The radiation also had frightening side effects. His weight dropped from 109 to 92 lbs. (he considers 110 lbs. about right for his 5’5″ frame), his throat was raw, and he couldn’t find the energy to crawl out of bed after a day of radiation therapy. For inspiration he turned to friend Charles Bronson, whose wife, Jill Ireland, had been battling cancer long before Davis. “I had so much admiration for her, and for him, and the dignity with which they carry themselves,” he says. “That’s what came into my mind when the doctors told me about my throat cancer, the dignity. There are only two things that count in show business—know when to get on and when to get off. Don’t sit there with your head in your hand and all that. Try to walk out with a little dignity.”
Davis found another source of strength during his third week of treatment, when he ran across a cancer-stricken child in the hospital corridor. “I looked at this little boy, he must have been about 7 years old, he had no hair, he had no legs, and here I am complaining about what by comparison was nothing but a minor inconvenience,” he says. “From that day on, I think, I stopped feeling sorry for myself.”

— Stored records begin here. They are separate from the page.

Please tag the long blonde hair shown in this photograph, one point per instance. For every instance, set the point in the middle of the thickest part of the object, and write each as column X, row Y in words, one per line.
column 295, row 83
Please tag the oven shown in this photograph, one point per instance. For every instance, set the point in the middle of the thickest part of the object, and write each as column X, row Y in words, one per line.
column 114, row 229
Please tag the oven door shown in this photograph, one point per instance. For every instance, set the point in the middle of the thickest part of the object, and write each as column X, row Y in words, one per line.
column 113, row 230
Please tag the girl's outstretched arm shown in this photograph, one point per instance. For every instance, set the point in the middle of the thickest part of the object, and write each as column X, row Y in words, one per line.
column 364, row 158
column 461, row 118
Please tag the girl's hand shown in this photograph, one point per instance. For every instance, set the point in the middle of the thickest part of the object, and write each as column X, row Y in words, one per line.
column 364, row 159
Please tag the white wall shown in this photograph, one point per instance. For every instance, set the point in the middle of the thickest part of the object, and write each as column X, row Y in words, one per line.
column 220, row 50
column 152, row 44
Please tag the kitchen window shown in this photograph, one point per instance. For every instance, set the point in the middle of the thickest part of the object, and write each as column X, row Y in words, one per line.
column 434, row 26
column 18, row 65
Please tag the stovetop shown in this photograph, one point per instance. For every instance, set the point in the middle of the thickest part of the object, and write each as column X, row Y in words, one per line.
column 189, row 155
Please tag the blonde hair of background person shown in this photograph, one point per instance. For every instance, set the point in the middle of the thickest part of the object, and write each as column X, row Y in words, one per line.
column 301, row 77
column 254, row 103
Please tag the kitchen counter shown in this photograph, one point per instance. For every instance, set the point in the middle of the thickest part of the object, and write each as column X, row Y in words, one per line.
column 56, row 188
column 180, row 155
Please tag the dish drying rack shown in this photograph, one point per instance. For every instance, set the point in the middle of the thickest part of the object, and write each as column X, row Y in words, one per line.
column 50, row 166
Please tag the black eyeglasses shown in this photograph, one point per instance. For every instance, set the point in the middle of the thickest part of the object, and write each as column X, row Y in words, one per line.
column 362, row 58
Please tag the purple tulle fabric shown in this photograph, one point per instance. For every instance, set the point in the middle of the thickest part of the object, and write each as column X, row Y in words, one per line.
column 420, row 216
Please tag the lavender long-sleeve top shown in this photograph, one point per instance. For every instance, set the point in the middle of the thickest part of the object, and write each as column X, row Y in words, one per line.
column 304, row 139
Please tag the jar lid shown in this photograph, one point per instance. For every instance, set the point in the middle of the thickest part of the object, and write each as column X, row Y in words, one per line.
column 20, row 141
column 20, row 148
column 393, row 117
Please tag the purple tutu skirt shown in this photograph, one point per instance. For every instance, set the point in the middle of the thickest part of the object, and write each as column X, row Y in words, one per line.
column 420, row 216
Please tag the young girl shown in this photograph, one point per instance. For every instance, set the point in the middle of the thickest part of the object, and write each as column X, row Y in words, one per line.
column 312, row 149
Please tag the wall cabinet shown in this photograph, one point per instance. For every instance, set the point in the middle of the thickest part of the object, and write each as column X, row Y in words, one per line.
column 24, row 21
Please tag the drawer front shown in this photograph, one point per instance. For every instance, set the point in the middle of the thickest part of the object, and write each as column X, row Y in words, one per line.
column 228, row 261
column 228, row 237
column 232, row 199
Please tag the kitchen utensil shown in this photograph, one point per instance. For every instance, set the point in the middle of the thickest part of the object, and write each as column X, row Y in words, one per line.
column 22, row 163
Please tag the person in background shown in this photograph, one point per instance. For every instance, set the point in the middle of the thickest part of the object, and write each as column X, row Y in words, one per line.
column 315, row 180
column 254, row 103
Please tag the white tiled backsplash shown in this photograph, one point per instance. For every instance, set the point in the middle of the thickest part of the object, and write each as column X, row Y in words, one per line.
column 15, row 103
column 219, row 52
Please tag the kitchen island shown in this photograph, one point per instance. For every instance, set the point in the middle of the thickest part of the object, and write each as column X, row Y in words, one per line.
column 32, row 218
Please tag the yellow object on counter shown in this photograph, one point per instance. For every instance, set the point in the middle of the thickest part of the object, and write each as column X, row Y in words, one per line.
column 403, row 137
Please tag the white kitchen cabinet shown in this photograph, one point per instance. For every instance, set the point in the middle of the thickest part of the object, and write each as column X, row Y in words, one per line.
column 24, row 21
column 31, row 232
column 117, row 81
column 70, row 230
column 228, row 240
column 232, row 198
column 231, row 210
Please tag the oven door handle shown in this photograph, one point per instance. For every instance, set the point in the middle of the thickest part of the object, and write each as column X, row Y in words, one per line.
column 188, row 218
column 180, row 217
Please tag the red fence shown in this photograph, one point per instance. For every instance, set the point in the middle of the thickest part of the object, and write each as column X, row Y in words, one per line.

For the future Davis remains optimistic that the cancer won’t reappear. He’s pleased to point out that the radiation burn across his throat has turned to soft, fresh new skin. “Like baby skin,” he says. And although he still tires easily, his doctors reassure him that in time he’ll regain his strength. Of course, if his voice rebounds, the third leg of the Frank, Sammy and Liza tour—performing in Mexico and the Orient—is left to complete. But Davis insists he won’t sing unless he feels he can do it well. “I know I’ve got the people’s good graces for two engagements, but after that, you better sing or get the hell off the stage,” he says. “I don’t want sympathy bits. I’m just lucky to be alive at least, even if I never sing again.” But he’s not ready to give up on the idea entirely. “God took me through the worst part of my life, and I’m sitting here today,” he says. “He’ll let me know.”